There was. I mean, arguably, because this whole thing was done so quickly — everything was a mad dash and scramble to figure things out. Like, for example, what music cues should play, where should cues play, the sound effects during the airplane turbulence, and then the crash. And then certainly the scene — Kate, when you realize that she's the prisoner, and the back of the plane rips off [in flashback], all those sound effects. Of course, the Smoke Monster was another one, both for that commercial break where they see the trees moving, and you hear the sound there, but also in the chase. I think the sound effects team did an amazing job.

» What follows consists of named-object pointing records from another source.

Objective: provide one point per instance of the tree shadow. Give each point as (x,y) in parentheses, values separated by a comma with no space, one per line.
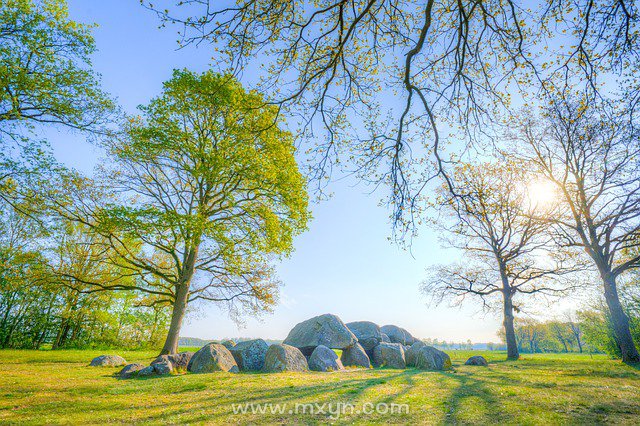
(473,390)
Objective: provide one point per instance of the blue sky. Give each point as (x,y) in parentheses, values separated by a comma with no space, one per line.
(344,264)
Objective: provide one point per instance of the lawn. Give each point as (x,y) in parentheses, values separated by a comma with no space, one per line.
(58,387)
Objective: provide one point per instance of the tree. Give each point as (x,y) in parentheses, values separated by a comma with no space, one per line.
(45,70)
(209,192)
(576,330)
(503,244)
(330,61)
(45,79)
(591,156)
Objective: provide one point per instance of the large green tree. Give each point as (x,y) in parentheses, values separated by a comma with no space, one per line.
(208,192)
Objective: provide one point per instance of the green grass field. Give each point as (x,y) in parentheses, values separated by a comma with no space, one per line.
(58,387)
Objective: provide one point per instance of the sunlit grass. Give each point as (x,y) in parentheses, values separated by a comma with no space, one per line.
(58,387)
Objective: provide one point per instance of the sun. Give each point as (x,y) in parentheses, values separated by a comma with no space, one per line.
(541,193)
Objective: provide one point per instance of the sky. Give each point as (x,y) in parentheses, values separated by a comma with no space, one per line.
(345,264)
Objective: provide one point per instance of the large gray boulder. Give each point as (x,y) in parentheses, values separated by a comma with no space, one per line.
(108,361)
(398,334)
(324,359)
(355,356)
(249,355)
(389,355)
(147,371)
(477,360)
(163,368)
(179,361)
(411,353)
(130,370)
(430,358)
(326,330)
(212,357)
(284,358)
(367,333)
(228,344)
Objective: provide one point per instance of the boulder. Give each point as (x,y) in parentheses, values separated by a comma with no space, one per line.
(367,333)
(212,357)
(398,334)
(163,368)
(411,353)
(250,355)
(178,361)
(355,356)
(389,355)
(147,371)
(130,370)
(324,359)
(326,330)
(228,344)
(284,358)
(477,360)
(108,361)
(430,358)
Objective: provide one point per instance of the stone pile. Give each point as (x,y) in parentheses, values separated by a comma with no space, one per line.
(310,345)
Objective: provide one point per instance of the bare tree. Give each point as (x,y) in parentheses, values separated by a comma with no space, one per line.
(504,246)
(339,65)
(592,156)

Now, for the ending. How did you land on the survivors, including Shannon, going for a hike and they discover a radio broadcasting on a loop, for years, in French?

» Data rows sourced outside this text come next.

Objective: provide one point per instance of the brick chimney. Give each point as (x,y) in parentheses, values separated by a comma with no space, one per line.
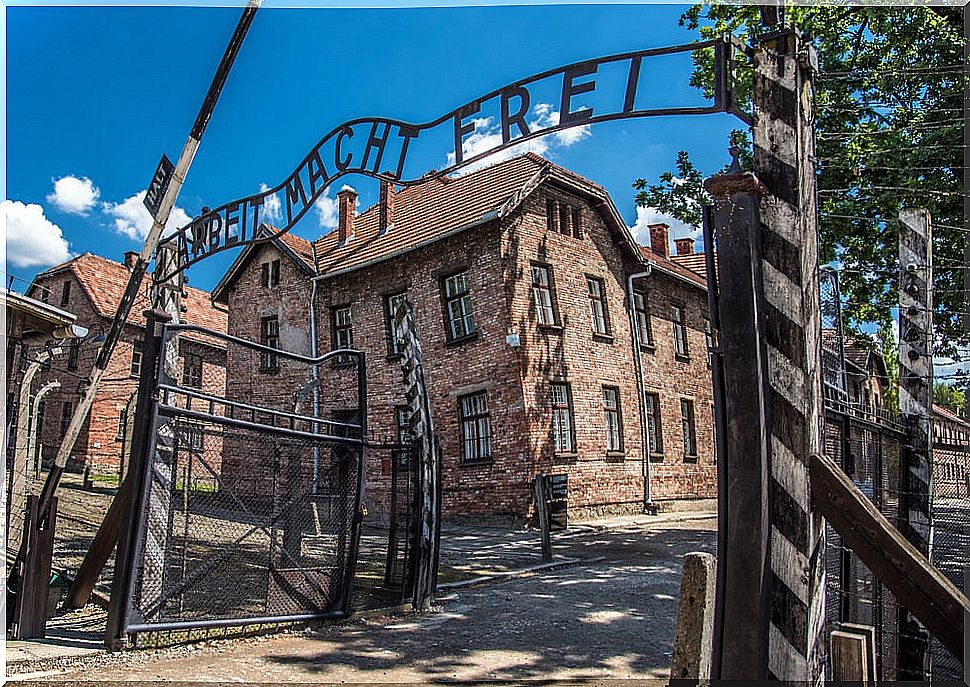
(684,246)
(346,210)
(386,205)
(658,239)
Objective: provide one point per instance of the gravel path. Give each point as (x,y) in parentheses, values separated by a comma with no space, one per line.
(608,619)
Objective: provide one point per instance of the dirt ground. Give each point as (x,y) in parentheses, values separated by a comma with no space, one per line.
(609,617)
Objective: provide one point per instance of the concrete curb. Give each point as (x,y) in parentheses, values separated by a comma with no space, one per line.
(518,572)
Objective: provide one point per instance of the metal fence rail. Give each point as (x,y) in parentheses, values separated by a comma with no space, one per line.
(250,508)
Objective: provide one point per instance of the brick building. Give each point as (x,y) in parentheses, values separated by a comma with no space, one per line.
(519,274)
(90,287)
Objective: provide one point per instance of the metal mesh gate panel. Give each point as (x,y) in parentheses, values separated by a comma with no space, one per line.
(250,511)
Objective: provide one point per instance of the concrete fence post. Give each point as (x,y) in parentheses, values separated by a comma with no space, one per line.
(693,642)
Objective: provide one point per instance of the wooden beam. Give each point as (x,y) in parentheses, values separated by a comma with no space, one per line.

I think a lot of what we were trying to do was come up with the most unlikely and compelling story. And the fun of having it be in French was also that it allowed Shannon to suddenly have to actually play an important role in the story and come up with something. The fact that she happens to go on that hike, and then is the only one there who barely speaks French —I think, to us, it just felt like the most frightening possibility that there was this thing that had been playing for several years. And this terrifying — it's not even that the message itself is scary, which it is, but it's the idea that it's been playing for this long, and whoever sent it may still be there.

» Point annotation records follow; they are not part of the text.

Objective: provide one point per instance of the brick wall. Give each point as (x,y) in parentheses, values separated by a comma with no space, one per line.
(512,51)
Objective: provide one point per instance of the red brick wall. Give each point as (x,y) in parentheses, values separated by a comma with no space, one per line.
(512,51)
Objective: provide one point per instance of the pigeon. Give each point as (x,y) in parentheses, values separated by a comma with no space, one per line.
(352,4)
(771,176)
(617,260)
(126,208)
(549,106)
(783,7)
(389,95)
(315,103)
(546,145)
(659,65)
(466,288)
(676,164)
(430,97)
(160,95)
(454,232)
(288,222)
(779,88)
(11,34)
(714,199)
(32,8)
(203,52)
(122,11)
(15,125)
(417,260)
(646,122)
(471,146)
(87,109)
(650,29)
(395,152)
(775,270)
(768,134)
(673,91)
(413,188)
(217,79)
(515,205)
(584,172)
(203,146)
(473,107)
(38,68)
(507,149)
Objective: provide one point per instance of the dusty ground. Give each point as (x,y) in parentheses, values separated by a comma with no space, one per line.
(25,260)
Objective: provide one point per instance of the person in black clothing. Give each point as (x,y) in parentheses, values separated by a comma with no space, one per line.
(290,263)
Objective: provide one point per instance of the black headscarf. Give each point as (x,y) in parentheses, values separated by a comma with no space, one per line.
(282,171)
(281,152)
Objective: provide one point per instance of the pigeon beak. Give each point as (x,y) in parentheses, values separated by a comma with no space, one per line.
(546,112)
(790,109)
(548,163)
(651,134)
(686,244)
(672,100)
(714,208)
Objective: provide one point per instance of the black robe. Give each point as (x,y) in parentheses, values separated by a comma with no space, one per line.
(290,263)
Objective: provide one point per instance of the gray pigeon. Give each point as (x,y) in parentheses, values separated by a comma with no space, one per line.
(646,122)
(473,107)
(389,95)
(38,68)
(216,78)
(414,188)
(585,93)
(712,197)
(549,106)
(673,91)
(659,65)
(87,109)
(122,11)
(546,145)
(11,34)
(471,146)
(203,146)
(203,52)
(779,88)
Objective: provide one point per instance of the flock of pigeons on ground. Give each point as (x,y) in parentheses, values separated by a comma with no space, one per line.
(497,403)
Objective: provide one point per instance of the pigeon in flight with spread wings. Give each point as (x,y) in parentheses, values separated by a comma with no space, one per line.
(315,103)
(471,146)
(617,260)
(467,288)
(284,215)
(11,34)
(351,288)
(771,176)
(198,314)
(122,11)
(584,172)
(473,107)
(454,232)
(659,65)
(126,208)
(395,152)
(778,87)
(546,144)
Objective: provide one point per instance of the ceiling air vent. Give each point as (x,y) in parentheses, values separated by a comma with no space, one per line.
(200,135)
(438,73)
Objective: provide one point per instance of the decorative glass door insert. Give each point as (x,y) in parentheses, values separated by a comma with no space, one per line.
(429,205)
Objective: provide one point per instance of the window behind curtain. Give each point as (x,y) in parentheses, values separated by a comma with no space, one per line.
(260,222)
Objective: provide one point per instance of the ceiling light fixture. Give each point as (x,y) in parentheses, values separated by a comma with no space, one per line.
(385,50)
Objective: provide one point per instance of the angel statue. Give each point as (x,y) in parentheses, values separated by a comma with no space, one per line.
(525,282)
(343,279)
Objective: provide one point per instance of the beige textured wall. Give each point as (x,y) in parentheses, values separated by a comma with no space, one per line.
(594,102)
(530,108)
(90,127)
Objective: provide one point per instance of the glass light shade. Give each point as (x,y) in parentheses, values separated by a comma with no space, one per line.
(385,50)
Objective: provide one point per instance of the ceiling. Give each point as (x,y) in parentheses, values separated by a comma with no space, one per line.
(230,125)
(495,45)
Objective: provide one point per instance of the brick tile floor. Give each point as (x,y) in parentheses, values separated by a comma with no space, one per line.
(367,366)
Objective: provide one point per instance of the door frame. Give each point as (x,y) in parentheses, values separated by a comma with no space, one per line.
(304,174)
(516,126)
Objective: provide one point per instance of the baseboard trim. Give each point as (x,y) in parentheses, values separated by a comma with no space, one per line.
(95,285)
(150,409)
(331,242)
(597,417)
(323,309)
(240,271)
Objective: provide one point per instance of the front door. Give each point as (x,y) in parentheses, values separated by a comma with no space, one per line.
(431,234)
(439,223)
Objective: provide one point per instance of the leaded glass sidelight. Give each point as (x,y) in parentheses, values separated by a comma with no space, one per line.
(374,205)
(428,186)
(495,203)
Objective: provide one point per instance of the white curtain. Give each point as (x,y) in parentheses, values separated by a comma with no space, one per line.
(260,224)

And I remember when we were shooting [that scene] — which, by the way, we were shooting when Tom Cruise called to say he wanted to meet about doing M:i:III.

But we were shooting that, and I remember the sun was going down, and at some nearby farm we could start to hear roosters. As the sun was going down, they were suddenly making all this noise. It was this very odd thing. I can imagine. Anyway, the intention there, I think, was about what felt like the most eerie and strange possibility that not only are they stuck here, but they're not the first. And that whoever was here before is that much more mysterious. And that inspired Charlie’s famous last line: “Guys, where are we?” It just felt like it was serving as a platform for that last line, yeah. And the question that we wanted everyone to be asking, which is like, “What is this place? Where have they ended up?”

One other thing, just real quick, when you're asking about that scene, the sequence where they're hiking and find the transmitter? I remember we were trying to figure out where and how do we shoot this climbing scene. And if you actually look at the climbing, the shots of them climbing, what I do think that's great is that because of the parallax with the background, it just feels epic.

But the way it happened, we were trying to find a location. We were driving around, and there was just this road, this area. I was looking at this area off the road that goes up the mountain, and I was like, “Wait a minute, what if we just do this here?” And if you actually were to pull back — and I don't know if there were behind-the-scenes photos of this — but if you were to pull back, they're just, like, two feet off the road [laughs]. They're climbing this little area that's right off the road. It was the easiest thing in the world to shoot. We just put the camera a little bit further back on the road, on a track. And we were just rocking and rolling with the background. And because it was such a long lens, and the background was so epic, it gives this feeling of scale. We had one shot where we composited them into a larger mountain. But, otherwise, every single shot was all in camera, the easiest in the whole world. It's hilarious. It was such a fun pilot to do.


Lost is streaming now on Netflix and Hulu.


This interview has been edited for length and clarity.